Pasado el ecuador del
XXII Festival de Cine Europeo de Sevilla, nos acercamos a la Sección dedicada a
los premios de la Academia de Cine Europeo (EFA), premios a los que aspira la
última película de José Luis Guerín: Historias del buen valle.
Un documental sobre la
vida en Vallbona (el “buen valle” al que hace referencia el título), un barrio
periférico de Barcelona que tras la guerra civil fue lugar de destino de
inmigrantes que procedían del sur. En realidad, una aldea, casi una isla, como
se dice en la cinta, por estar enclavado entre las líneas de ferrocarril, el
río Rec y los puentes sobre las autopistas. Gracias a que sus primeros
habitantes construyeron las casas con sus propias manos y lucharon por obtener
servicios indispensables como luz, agua, el barrio fue creciendo hasta ser el
vecindario multicultural que es hoy en día.
Guerín, con su cámara,
da la palabra a los habitantes de Vallbona. Los más mayores cuentan los duros
inicios del barrio, pero lo hacen con la añoranza del que recuerda tiempos
mejores en un asentamiento del todo rural, cercano a la ciudad, pero lo
suficientemente retirado para constituir un entorno ecológico y silencioso, una
comunidad de vecinos solidaria a pesar de sus diferentes orígenes.
Precisamente, esas
ventajas son las que han originado un proceso de gentrificación que es la
principal amenaza que percibe el barrio. La presión urbanística es otra. Sobre
todo, la que procede de la expansión del ferrocarril y la expropiación de las
tierras, que arrasará los pequeños huertos cuidados con esmero y dedicación,
casi con ternura por los habitantes del singular vecindario. Y es que hay algo
en común entre los personajes de la película: todos hablan con las plantas.
El largometraje de
Guerín tiene mucho en común con la reciente El 47 (Marcel
Barrena, 2024), donde el barrio de Torre Baró, el más cercano a Vallbona, pasó
por los mismos hitos que el vecindario que nos atañe (construcción de casas por
las noches para evitar el desalojo de la policía; lucha por los servicios básicos, población emigrante, etc.). De hecho, en la cinta de Guerín
también se habla de reclamar una línea de autobús, como sucedía en Torre Baró.
En Historias del
buen valle, a los personajes que salen esporádicamente hablando de sus
vivencias, los vamos conociendo poco a poco, hasta completar un conjunto de
personas (andaluces, gitanos, rusos, hindúes, portugueses, subsaharianos,
marroquíes, etc.) que se comportan como una gran familia. Los vemos bañarse
juntos en el río —desafiando la ley, pues está prohibido—, observamos cómo
bailan y cantan, cómo se reúnen en tertulias o cómo reclaman sus derechos en juntas
vecinales. Todo mientras Guerín es testigo de los que sucede con una cámara por
momentos poética, cuando los mayores enseñan a los más pequeños cómo se
comporta la naturaleza; pero también con espíritu de denuncia, cuando los
adolescentes se quejan de un caso de bullying, o hablan de un suicidio.

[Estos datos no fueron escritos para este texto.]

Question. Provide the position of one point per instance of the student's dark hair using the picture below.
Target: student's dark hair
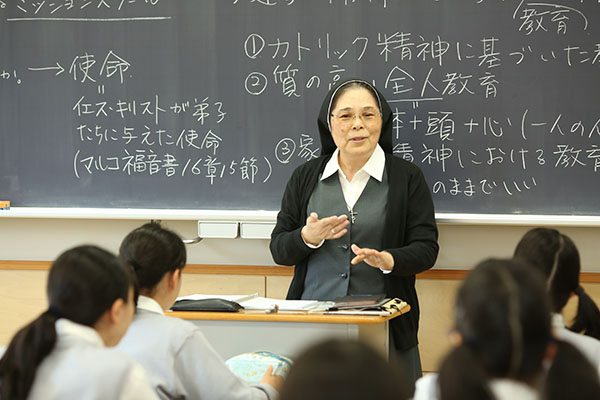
(571, 376)
(153, 251)
(503, 317)
(83, 283)
(556, 257)
(344, 369)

Nada escapa al objetivo del director, que ofrece lo que sucede en Vallbona con un cuidado montaje en el que se ve en el fondo del plano lo que acaba de filmar mientras otros personajes hablan en primer término. Dando a todo el conjunto una continuidad que parece espontánea y no premeditada o ensayada, como seguramente esté.